Missing Stuff and Downloads

There’s no Live Mail, no Instant Messenger, no Parental Controls, no Movie-Maker, and no photo Gallery included with Windows 7. Presumably victims of EC anticompetitive laws. You can however obtain these as free downloads from Microsoft where they have all had a makeover. One new addition is Windows Live Writer (which I’m using now) which allows bloggers to compile their blogs offline and upload when complete. It even offers integration with the most popular blogging sites, but although my theme was successfully downloaded, it failed to recognise any of my previous posts.

So Is it Worth it Then?

On cost no way, it is vastly over-priced, and to be honest after the Vista debacle Microsoft should have been giving this away as a free upgrade. Vista didn’t do what it said on the tin, so to charge this much money for what is really a Vista fix is robbery. Lets face it, most of Windows 7 is Vista code anyway, so we, the hapless consumer are largely paying for the same stuff twice.
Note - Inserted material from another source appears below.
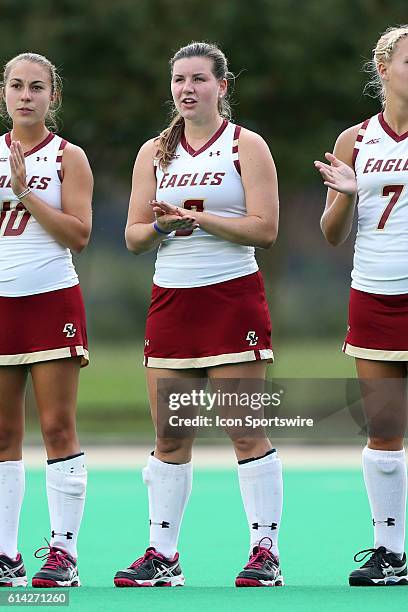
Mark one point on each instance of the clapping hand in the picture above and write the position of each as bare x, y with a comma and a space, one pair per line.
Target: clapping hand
17, 167
338, 176
170, 218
On ease of use, so far so good, a vast improvement over Vista; I’ll keep you posted on that one. For me I really didn’t have much option to upgrade or not, rather I had too. I still hate Microsoft for all the re-installs and troubleshooting I had to do, and all the countless hours I’ve wasted trying to fix Vista. My initial impressions is that Windows 7 is very much a Vista Service Pack in disguise. For people frustrated with Vista Home, then at least Windows 7 Home is a relatively cheap option and my advice (although some what begrudgingly) would be to bite the bullet and upgrade. For Professional and Ultimate users it may calm your Vista frustrations but offers very poor value for money. If you’re a happy XP user and don’t feel the need for a fancy looking interface I’d stay stick with it for the foreseeable future.

A Personal Opinion

It seems to me that Microsoft have lost their way somewhat since XP, roughly about the time Bill Gates relinquished control. Love him or hate him I think they have floundered since. I used to admire MS but not anymore. They don’t appear to listen to their customers, and imposed what they think we should have, rather than listen to what we actually want. They remove features and change interfaces we have used for years and replace them with new ones forcing the user to waste time re-learning our day-to-day software with no options to revert back to the interface we’re used to. Who the hell wanted ribbons for instance, why remove or hide menus. It’s completely bonkers. I’m aware of several major companies within my occupational industry who refuse to upgrade to Office 2007 because nobody likes the new interface and they don’t want their employees to waste further time being retrained even to be able to perform just the basics tasks. Microsoft have managed to piss-off so many of their core customers over the last few years, people who have grown up using Windows and liked the way it functioned. Forgetting them as Microsoft has done is nothing short of appalling. I think the time is ripe for other companies to challenge the Microsoft dominance.